Sorun iş görüşmelerinde başlıyor
Beyaz yaka kadınlar mülakatlar sırasında özel hayatının sorgulanmasından şikayetçi. Yüzde 72 oranında kadın iş görüşmesine başlarken önce özel hayatının, daha sonra yetkinliklerinin sorgulandığını gözlemliyor. Genellikle ilk soru olarak medeni durumu ile başlandığını belirtiyorlar. Bir diğer sık rastlanan soru ise çocuk sahibi olup olmadığı veya ileride çocuk sahibi olmaya niyetinin olup olmadığı…

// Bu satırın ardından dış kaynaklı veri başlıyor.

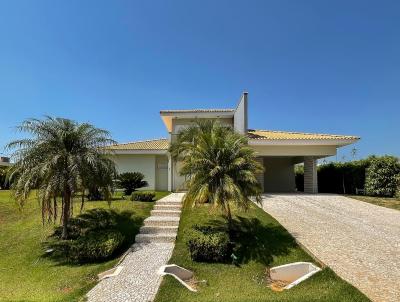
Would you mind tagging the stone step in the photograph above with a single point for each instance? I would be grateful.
(161, 221)
(165, 213)
(159, 238)
(167, 207)
(159, 229)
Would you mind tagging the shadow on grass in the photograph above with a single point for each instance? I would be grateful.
(255, 241)
(96, 221)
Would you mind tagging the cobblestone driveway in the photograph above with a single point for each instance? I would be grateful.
(359, 241)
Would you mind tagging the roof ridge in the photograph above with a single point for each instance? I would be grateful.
(298, 132)
(198, 109)
(142, 141)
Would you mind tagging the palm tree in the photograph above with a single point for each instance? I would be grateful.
(60, 158)
(219, 165)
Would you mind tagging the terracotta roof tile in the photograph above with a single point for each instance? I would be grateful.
(197, 110)
(154, 144)
(282, 135)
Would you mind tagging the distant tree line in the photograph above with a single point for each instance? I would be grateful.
(376, 175)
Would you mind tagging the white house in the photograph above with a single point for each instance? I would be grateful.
(279, 151)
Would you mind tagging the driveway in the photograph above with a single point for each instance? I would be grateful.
(359, 241)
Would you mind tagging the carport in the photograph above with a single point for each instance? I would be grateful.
(279, 151)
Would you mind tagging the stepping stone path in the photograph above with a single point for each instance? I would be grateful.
(139, 281)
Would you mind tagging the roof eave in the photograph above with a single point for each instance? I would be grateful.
(303, 142)
(138, 151)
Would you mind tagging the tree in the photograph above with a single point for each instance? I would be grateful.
(130, 181)
(59, 158)
(3, 178)
(219, 166)
(382, 176)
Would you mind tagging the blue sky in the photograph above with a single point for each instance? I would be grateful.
(314, 66)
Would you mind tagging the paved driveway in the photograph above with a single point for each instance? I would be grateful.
(359, 241)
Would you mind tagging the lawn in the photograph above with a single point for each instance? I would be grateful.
(264, 242)
(25, 275)
(391, 203)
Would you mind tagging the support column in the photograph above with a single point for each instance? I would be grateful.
(310, 175)
(260, 176)
(169, 173)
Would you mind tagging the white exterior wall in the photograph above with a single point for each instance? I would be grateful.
(288, 150)
(142, 163)
(310, 175)
(240, 116)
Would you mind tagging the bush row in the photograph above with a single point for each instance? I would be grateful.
(379, 176)
(205, 244)
(143, 196)
(93, 236)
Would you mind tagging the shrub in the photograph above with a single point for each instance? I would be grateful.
(93, 246)
(208, 245)
(4, 184)
(382, 176)
(92, 236)
(130, 181)
(143, 196)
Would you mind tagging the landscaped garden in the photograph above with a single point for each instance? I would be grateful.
(387, 202)
(261, 242)
(375, 180)
(27, 274)
(224, 238)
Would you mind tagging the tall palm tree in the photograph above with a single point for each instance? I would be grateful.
(60, 158)
(220, 166)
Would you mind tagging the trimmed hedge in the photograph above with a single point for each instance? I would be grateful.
(143, 196)
(208, 245)
(382, 176)
(91, 247)
(92, 236)
(344, 178)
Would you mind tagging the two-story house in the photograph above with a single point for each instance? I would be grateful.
(279, 151)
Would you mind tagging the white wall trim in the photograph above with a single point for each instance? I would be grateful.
(159, 152)
(298, 142)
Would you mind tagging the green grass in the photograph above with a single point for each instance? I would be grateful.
(25, 275)
(391, 203)
(263, 242)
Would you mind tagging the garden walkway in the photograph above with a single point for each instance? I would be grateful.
(358, 240)
(139, 281)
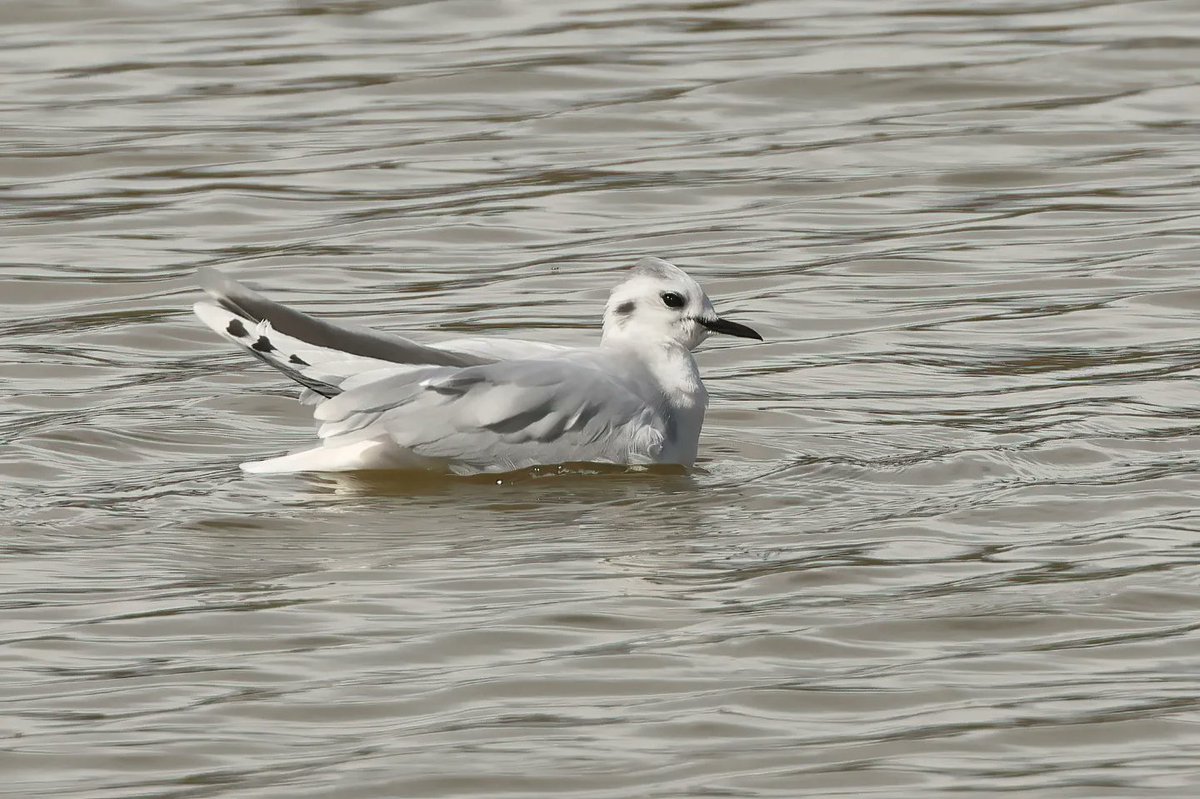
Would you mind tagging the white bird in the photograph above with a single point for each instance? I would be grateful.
(489, 404)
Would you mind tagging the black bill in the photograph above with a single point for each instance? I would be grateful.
(730, 328)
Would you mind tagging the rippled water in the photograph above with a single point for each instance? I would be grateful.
(943, 539)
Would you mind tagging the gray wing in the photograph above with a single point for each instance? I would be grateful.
(502, 416)
(341, 338)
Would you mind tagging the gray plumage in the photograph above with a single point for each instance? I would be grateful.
(489, 404)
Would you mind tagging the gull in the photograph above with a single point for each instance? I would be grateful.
(486, 404)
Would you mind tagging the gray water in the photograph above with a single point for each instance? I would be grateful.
(943, 534)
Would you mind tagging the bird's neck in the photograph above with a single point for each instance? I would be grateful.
(672, 367)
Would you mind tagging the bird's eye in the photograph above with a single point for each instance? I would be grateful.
(672, 300)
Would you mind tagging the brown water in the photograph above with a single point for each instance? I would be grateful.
(945, 534)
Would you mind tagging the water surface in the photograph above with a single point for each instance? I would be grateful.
(942, 539)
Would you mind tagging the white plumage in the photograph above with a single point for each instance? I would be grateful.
(489, 404)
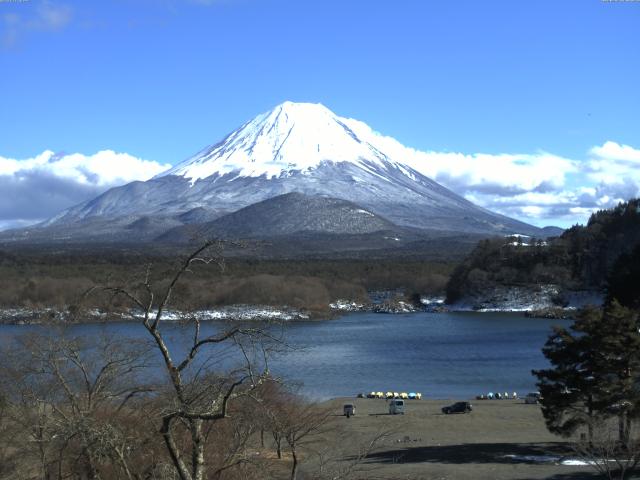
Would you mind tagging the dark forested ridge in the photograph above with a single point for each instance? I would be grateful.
(580, 259)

Çalışan kadınlar: Eşitlik lafta kalıyor
Beyaz yaka kadınların yaklaşık 3’te 1’i çalıştığı kurumun kadınlara karşı bilinçli olarak ayrımcılık yaptığını düşünüyor. Erkeklere kıyasla kadının ne giymesi gerektiği ciddi bir tartışma konusu haline gelebiliyor, erkek çalışanlar çoğunlukla kendilerini daha haklı olarak görüyorlar, erkek çalışanlar kadınların sözlerini kesmekte beis görmüyorlar. Ayrıca kadınlar iş yerlerinde taciz sayılabilecek bazı davranışlara maruz kalabiliyorlar. Kadın ve erkek benzer davranışı gösterdiğinde erkeklere çok daha pozitif yaklaşılıyor.
Çocuk sahibi olmak problem olarak görülüyor
10 beyaz yaka kadından 4’ü çocuk sahibi olmanın kariyerinde sorun yaratacağını düşünüyor. Terfi, ücret artışı gibi kritik kararların cinsiyet temelli olarak alındığını gözlemliyorlar. Kadınların karar alma süreçlerinde erkeklerden daha az dikkate alındığını belirtiyorlar.
Beyaz yaka kadın için mesai hiç bitmiyor
Beyaz yaka annelerin evde bakıcı bulundurma ihtimali yüzde 17. Her 3 beyaz yaka anneden 2’si çocuğunun bakımını tek başına kendisi üstleniyor. Beyaz yaka kadınların yüzde 90’ı iş yerlerinde regl izni olmadığın söylerken, regl izni olanların yalnızca yüzde 65’i bu uygulamadan faydalanabiliyor.
En çok kendine güvenmek zorunda hissediyor
Beyaz yaka kadınlar güven bunalımı da yaşıyor. Çoğunlukla çalıştığı kuruma da meslektaşlarına da güvenemiyor. Kadınlar en çok kendilerine güvenmek zorunda hissediyorlar. Yüzde 68 oranında kadın yalnızca kendisine güvendiğini vurguluyor.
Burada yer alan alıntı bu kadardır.